Highly entertaining debut in which the worst composer in history hires perhaps the worst biographer in the business to write the story of his life.
Liner notes for failure are the dreamlike stuff Miller’s tale is made of. More in love with the idea of having one of his offspring become a musical prodigy than with the idea of creating beautiful music, Simon Silber’s father relentlessly drilled him in the piano from a ridiculously young age—creating, unfortunately, instead of a modern-day Beethoven, a cretinous sociopath whose utter lack of talent or inspiration failed ever to divert him from his aim of becoming a great composer. Ingeniously, Miller presents the novel as a set of liner notes for the “definitive” 4-CD set of recordings of Silber’s ungodly music. Written by one Norm Fayrewether, the notes only peripherally deal with the compositions but are used mainly as an excuse for Fayrewether to pontificate on his relationship with the composer, whom he equals in obstinate delusions about his own (absent) genius.
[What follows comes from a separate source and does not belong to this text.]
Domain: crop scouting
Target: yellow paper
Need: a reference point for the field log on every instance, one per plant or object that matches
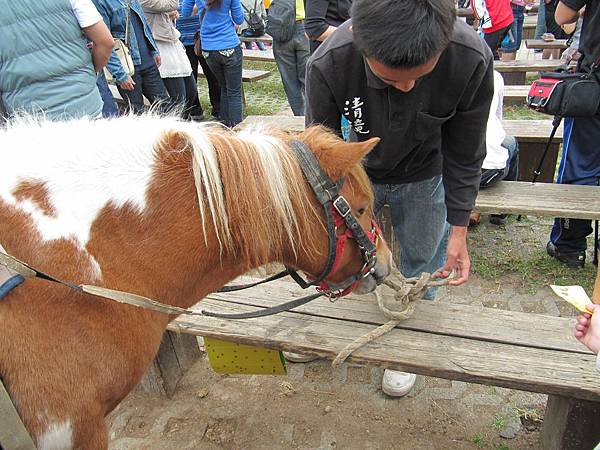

While Fayrewether appreciates (and shares) Silber’s misanthropy, he makes very clear his contempt for the music—a more disturbing collection of impudent noise masquerading as avant-garde not being imaginable. Of “Helen,” he writes that “Silber told me once that he’d set out to write the ugliest possible piece of music that would still strike his sister as beautiful, and that he’d been appalled by just how ugly that turned out to be, so great was the gulf between his sense of beauty and hers.” Their relationship disastrous from the beginning, Fayrewether and Silber are a perfectly matched pair of pretentious poseurs who give Miller a fine time as he regales us with one tale after another, bursting bubbles of pomposity on every page.
A sly collection of black riffs on overinflated egos, the false trap of genius, and the sad truth that many, many people are—well, puffed-up mediocrities.